The NHS is a disgrace and needs a complete overhaul. Bring on co payments and a review of the mismanagement internally. I was a supplier for many many years to NHS. They need to hang their heads in shame at their processes that the clung onto for dear life. A number of depts were running what I would call cottage industries whereby the slower they worked the more people they needed and the less their job was at risk.

catelynjane · 11/01/2024 11:04

unfortunately healthcare abroad is not of the same standard as home

You're right - it's much better.

Sequinppigeon · 11/01/2024 11:05

Gingernaut · 10/01/2024 22:50

What was stopping you from getting your injured DD to a hospital?

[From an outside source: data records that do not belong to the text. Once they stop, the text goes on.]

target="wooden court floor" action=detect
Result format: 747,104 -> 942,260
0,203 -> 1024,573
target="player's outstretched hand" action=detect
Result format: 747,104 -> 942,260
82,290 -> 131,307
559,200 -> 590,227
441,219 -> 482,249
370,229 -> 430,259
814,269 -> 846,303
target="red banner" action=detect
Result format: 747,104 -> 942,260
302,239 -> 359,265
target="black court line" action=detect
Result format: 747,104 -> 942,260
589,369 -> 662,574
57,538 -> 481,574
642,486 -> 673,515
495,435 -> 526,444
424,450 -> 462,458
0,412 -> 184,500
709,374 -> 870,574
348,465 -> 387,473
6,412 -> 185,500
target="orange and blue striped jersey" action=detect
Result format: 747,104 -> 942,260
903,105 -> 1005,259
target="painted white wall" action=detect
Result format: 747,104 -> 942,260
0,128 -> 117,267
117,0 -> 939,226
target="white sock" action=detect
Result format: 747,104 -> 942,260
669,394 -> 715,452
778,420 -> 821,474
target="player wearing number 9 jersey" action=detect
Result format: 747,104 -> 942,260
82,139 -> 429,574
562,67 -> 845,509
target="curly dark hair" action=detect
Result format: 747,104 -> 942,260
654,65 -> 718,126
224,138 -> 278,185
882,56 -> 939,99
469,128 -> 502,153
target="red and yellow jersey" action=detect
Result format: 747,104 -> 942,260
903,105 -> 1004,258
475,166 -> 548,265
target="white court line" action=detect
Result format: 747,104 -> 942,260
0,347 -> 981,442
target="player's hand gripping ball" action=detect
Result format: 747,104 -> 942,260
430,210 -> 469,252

With that in mind, if something like that happened again, how would you cope if you had to rely on the ILs?

If the place is so backwards, that there is inadequate healthcare, I wouldn't go again

Op literally said in her op why this was a problem.

saraclara · 11/01/2024 11:09

On a slight tangent, I recommend taking steri strips in holiday first aid kits. They're not difficult to apply (though read up on how to do it) and can be helpful as, at the very least, a temporary measure. I always have them in my first aid kit.